The no BS Ryzen Thread: All official information on Ryzen here

Clocks will probably be about the same as now. It looks like there is a very significant process tech limitation for Ryzen on the Samsung 14nm LPP process. Add to this that the lower core count Ryzen will be harvested dies. There are no special dies for the six and four core parts as of yet. Although the CCX:es can't be too imbalanced, you'll wont get 1+3, rather 2+2. A single CCX could be interesting, but so far not something AMD has said they are doing. We will probably get die harvested APUs much later on (well after the APUs launch) that has a borked GPU but the CCX is ok. Not sure that will be better than die harvested Ryzen though.

Ryzen on Samsung 14nm LPP doesn't seem to clock high at all. The Stilt has a telling diagram in his technical writeup:

The Freq to Vcore ratio is great up to 3.3 GHz (almost linear) where it gets worse.

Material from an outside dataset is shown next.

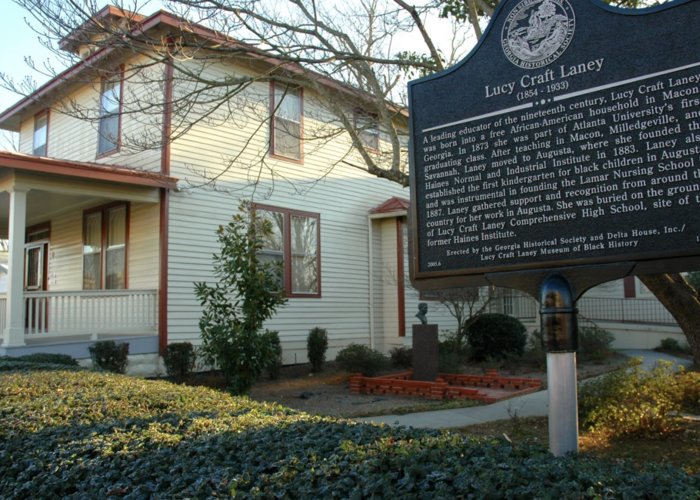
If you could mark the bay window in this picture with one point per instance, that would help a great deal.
(286, 121)
(294, 242)
(105, 234)
(110, 114)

Then you have a second critical point at 3.5 GHz. Then it gets much, much worse after that. 14nm LPP is very efficient up to 3.3, it will simply never clock as high as Intel's improved 14nm, as the latter is a far superior process.

High clocks just isn't for Ryzen, it is more interesting to look at low frequencies. The Stilt does that, very interesting numbers at low clocks. Very impressive performance at very low power consumption. Mobile/laptop chips will be good no doubt. But we won't get any high clocked desktop chips. This is also not something AMD can do much about, as it looks like it is a process tech limitation. Later Zen versions might have improvements, we'll see when Zen2, Zen3 etc comes around.

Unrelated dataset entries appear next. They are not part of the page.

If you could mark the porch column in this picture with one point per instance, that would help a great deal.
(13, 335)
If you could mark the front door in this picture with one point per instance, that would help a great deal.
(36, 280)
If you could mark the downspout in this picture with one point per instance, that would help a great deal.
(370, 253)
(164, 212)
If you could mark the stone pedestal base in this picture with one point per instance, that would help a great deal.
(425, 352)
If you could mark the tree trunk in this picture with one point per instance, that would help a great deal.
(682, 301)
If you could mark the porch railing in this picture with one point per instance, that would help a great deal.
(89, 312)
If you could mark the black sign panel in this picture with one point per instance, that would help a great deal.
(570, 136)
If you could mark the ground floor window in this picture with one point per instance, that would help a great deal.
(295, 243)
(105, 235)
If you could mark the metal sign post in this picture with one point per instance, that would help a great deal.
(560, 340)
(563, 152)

Also, isn't low power performance more important than really high clocked desktop parts? Laptops tablets etc is probably a much bigger market than high end desktops. Just like AMD seems to be betting Zen for servers too, Naples could make a serious dent in Intel's server sales. Performance per watt is important in server, and so is scaling over many cores. Looks like Naples have all that in spades, or at least it will be interesting again. So many years of only Intel gets borig, lol.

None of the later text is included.